Technology integration and DNA synthesis inhibitors are allowing pharmaceutical companies to develop drugs for incurable diseases, such as diabetes. Given the rising number of diabetic patients amid sedentary lifestyles fostered by coronavirus lockdowns and remote work arrangements, companies with approved diabetes drugs are expected to benefit from high demand for their products. We believe Senseonics (SENS) and Novo (NVO) are examples of companies that should benefit significantly as the demand for diabetes treatment drugs and monitoring equipment rises. But which of these two stocks is a better buy now?

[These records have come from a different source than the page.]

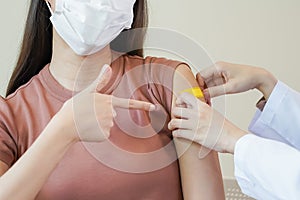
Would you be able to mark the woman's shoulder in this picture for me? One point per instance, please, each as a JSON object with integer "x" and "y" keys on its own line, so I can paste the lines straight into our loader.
{"x": 152, "y": 61}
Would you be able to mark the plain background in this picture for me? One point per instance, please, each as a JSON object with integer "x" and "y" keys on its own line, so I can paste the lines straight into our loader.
{"x": 262, "y": 33}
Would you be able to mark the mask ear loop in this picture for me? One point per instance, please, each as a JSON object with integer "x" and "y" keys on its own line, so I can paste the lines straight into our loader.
{"x": 48, "y": 4}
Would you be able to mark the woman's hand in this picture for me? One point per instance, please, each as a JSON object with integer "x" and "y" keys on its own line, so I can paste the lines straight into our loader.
{"x": 89, "y": 115}
{"x": 227, "y": 78}
{"x": 202, "y": 124}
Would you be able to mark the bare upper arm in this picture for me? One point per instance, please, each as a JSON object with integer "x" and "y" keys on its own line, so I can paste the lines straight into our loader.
{"x": 201, "y": 178}
{"x": 3, "y": 168}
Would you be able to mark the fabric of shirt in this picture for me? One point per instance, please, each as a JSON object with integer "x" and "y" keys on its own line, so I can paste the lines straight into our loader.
{"x": 139, "y": 159}
{"x": 267, "y": 165}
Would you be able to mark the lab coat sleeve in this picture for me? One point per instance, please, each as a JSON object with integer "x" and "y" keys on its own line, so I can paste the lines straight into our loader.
{"x": 267, "y": 169}
{"x": 280, "y": 118}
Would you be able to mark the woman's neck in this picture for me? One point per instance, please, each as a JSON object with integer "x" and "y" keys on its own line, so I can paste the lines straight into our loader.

Let’s find out.Senseonics Holdings, Inc. (NYSE:SENS) and Novo Nordisk A/S (NYSE:NVO) are two established players in the medical industry. SENS is a medical technology company focused on the design, development and commercialization of glucose monitoring systems. NVO designs and manufactures pharmaceutical products. Based in Denmark, NVO operates through two segments: Diabetes and Obesity care, and Biopharm.
Diabetes is rising at an alarming rate in the West, accelerated by the remote lifestyles and work-from-home routines. As a result, pharmaceutical companies have been experimenting with innovative drugs to cure and manage the ailment. Many companies have reported promising results from their clinical trials, indicating that a diabetes treatment drug might soon be available in the market.
The size of the global diabetes drug market is projected to hit $78.30 billion by 2026, growing at a 6.1% CAGR.